A verdade sobre o comparativo do R7

O comparativo sugerido pela reportagem  http://noticias.r7.com/sao-paulo/governo-de-sp-gasta-com-materiais-de-seguranca-tres-vezes-valor-de-educacao-e-cultura-juntos-21052017 é equivocado e induz os leitores a erro ao tentar comparar áreas que são absolutamente incomparáveis. Os dados apontados referem-se exclusivamente a despesas com materiais de uso das Secretarias, que incluem gastos como produtos de limpeza, combustível, equipamentos de informática, mas não os montantes totais aplicados em cada área

Fazendo a análise correta, verifica-se que no período sugerido pela reportagem o Governo do Estado de São Paulo destinou R$ 205 bilhões para a Educação e R$ 6,5 bilhões para a área cultural, entre 2010 e 2017 (neste último ano, considerando-se a previsão). Somados, esses gastos superam em aproximadamente 60% o investimento na Segurança Pública, que foi de R$ 132 bilhões no mesmo período.

Esses resultados permitiram que São Paulo fosse o primeiro estado a ocupar simultaneamente o topo do ranking nacional do Ideb em todos três ciclos avaliados, algo que nunca tinha acontecido desde em que o exame foi criado em 2007. O Estado aumentou em 45% o salário dos professores, ofertou 300 mil vagas de ensino integral e elevou em 72,3% o número de estudantes matriculados nas Fatecs.

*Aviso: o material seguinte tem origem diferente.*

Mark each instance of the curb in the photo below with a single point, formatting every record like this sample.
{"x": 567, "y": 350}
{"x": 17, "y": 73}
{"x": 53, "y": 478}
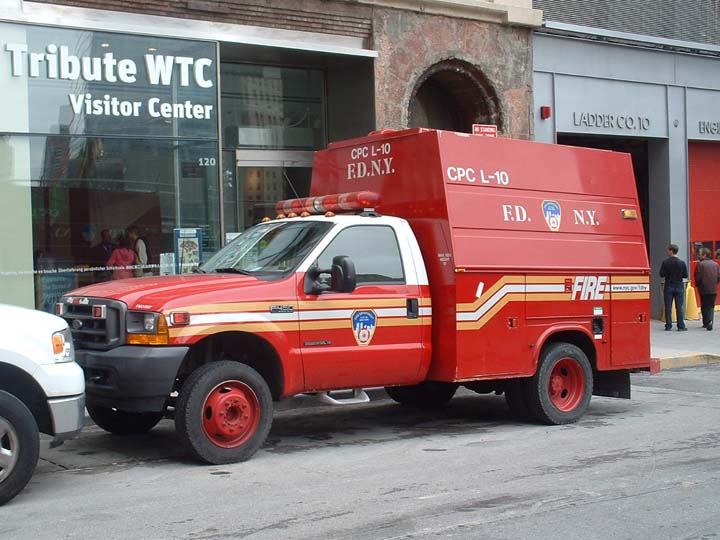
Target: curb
{"x": 689, "y": 360}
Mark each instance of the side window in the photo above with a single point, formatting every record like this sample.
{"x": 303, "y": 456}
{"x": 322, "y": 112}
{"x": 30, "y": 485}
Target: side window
{"x": 373, "y": 249}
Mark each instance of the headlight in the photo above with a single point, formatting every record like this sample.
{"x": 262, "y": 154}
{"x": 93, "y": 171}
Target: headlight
{"x": 63, "y": 349}
{"x": 146, "y": 328}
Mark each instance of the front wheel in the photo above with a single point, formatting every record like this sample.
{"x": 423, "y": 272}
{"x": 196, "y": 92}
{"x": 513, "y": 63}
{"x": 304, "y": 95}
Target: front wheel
{"x": 224, "y": 412}
{"x": 122, "y": 422}
{"x": 19, "y": 446}
{"x": 425, "y": 395}
{"x": 560, "y": 391}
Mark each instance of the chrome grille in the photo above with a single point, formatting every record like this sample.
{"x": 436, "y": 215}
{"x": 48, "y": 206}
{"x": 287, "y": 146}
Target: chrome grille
{"x": 90, "y": 332}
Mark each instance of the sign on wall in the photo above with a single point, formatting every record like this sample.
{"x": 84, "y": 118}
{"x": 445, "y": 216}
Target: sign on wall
{"x": 606, "y": 107}
{"x": 703, "y": 110}
{"x": 100, "y": 83}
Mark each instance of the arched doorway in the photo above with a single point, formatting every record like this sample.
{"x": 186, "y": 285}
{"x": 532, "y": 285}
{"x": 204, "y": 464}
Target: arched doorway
{"x": 453, "y": 95}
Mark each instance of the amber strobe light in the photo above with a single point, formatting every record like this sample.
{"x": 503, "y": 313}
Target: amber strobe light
{"x": 342, "y": 202}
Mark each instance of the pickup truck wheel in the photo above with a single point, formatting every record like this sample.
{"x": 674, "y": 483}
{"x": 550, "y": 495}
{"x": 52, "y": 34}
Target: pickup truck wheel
{"x": 224, "y": 411}
{"x": 516, "y": 397}
{"x": 425, "y": 395}
{"x": 122, "y": 422}
{"x": 561, "y": 389}
{"x": 19, "y": 446}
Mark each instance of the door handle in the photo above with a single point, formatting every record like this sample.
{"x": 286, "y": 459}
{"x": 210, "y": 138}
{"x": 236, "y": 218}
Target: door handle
{"x": 413, "y": 308}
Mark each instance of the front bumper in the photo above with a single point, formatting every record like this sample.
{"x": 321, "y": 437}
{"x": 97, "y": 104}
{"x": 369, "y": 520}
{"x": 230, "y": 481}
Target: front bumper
{"x": 130, "y": 378}
{"x": 68, "y": 414}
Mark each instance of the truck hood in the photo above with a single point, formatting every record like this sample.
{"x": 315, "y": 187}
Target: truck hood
{"x": 16, "y": 320}
{"x": 158, "y": 293}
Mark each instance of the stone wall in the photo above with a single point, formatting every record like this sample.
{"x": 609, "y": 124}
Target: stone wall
{"x": 409, "y": 43}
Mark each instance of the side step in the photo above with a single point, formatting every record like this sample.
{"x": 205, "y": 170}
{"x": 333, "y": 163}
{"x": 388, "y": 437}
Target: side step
{"x": 344, "y": 397}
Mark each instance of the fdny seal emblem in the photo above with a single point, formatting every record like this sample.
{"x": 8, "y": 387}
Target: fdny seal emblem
{"x": 364, "y": 323}
{"x": 552, "y": 214}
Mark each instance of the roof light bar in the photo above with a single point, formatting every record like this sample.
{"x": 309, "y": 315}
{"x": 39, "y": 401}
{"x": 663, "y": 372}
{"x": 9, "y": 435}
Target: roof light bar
{"x": 343, "y": 202}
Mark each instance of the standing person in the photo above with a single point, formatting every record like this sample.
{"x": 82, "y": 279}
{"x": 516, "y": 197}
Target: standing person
{"x": 707, "y": 277}
{"x": 121, "y": 259}
{"x": 138, "y": 245}
{"x": 100, "y": 253}
{"x": 674, "y": 270}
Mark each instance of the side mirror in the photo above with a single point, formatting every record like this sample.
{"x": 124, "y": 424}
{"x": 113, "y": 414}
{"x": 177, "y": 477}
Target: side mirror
{"x": 340, "y": 278}
{"x": 343, "y": 274}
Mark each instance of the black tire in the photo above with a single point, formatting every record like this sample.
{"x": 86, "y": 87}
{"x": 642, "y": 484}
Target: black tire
{"x": 19, "y": 446}
{"x": 122, "y": 422}
{"x": 566, "y": 368}
{"x": 224, "y": 412}
{"x": 425, "y": 395}
{"x": 516, "y": 397}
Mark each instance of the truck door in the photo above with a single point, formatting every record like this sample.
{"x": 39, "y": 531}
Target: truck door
{"x": 373, "y": 335}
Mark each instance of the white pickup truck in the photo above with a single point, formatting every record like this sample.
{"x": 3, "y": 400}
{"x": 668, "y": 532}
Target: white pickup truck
{"x": 42, "y": 389}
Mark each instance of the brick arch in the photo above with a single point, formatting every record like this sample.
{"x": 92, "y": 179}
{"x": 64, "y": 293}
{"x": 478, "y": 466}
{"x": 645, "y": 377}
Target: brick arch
{"x": 454, "y": 94}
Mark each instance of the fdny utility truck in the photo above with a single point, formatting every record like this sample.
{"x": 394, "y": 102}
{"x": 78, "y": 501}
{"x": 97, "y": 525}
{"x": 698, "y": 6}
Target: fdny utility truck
{"x": 422, "y": 261}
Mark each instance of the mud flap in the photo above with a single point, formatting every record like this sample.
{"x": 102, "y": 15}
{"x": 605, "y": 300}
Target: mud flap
{"x": 612, "y": 384}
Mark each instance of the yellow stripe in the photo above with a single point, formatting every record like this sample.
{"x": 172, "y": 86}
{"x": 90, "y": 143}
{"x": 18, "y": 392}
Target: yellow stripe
{"x": 471, "y": 325}
{"x": 250, "y": 307}
{"x": 491, "y": 291}
{"x": 328, "y": 324}
{"x": 353, "y": 304}
{"x": 243, "y": 327}
{"x": 554, "y": 280}
{"x": 239, "y": 307}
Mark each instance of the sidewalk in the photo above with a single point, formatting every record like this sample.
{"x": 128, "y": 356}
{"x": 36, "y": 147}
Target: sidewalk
{"x": 676, "y": 349}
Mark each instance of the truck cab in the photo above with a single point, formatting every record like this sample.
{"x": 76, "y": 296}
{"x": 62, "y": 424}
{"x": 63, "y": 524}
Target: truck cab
{"x": 41, "y": 391}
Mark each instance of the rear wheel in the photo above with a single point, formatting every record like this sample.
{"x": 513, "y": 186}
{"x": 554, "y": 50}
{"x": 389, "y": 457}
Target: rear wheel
{"x": 224, "y": 412}
{"x": 425, "y": 395}
{"x": 19, "y": 446}
{"x": 122, "y": 422}
{"x": 560, "y": 391}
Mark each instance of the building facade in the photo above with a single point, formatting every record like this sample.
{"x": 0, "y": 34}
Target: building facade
{"x": 630, "y": 76}
{"x": 199, "y": 115}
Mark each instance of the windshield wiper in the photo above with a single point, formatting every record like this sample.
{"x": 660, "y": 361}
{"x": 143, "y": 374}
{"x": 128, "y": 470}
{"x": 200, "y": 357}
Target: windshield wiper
{"x": 231, "y": 270}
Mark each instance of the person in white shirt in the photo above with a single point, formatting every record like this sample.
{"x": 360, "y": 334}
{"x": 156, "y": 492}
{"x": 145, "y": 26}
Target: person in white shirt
{"x": 138, "y": 245}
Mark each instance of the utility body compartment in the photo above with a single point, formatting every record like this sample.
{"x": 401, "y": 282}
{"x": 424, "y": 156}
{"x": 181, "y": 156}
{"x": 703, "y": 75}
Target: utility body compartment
{"x": 525, "y": 244}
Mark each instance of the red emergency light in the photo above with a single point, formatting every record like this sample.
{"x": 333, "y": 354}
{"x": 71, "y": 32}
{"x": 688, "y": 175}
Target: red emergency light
{"x": 342, "y": 202}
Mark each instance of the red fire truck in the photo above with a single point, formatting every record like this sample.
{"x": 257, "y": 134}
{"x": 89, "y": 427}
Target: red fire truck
{"x": 423, "y": 260}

Já na área da cultura, o Estado de São Paulo realiza o maior programa sociocultural do Brasil, o Projeto Guri, que dá aulas gratuitas de música a mais de 50 mil crianças. Além disso, mantém instituições culturais de qualidade reconhecida em todo o mundo, a exemplo da Orquestra Sinfônica do Estado de São Paulo, a Pinacoteca – eleita o melhor museu da América do Sul pelo TripAdvisor – o Museu do Futebol, entre outros

Com relação à Segurança Pública, São Paulo mantém um efetivo superior a 110 mil policiais. Os gastos com armamentos e materiais de segurança são compatíveis com as necessidades das corporações. No conjunto, valor alocado na pasta possibilitou a redução de 75,8% na taxa de homicídios desde 2001. O índice atingiu, em março, o patamar de 8,03 ocorrências por grupo de 100 mil habitantes, enquanto a média nacional é de 25,7.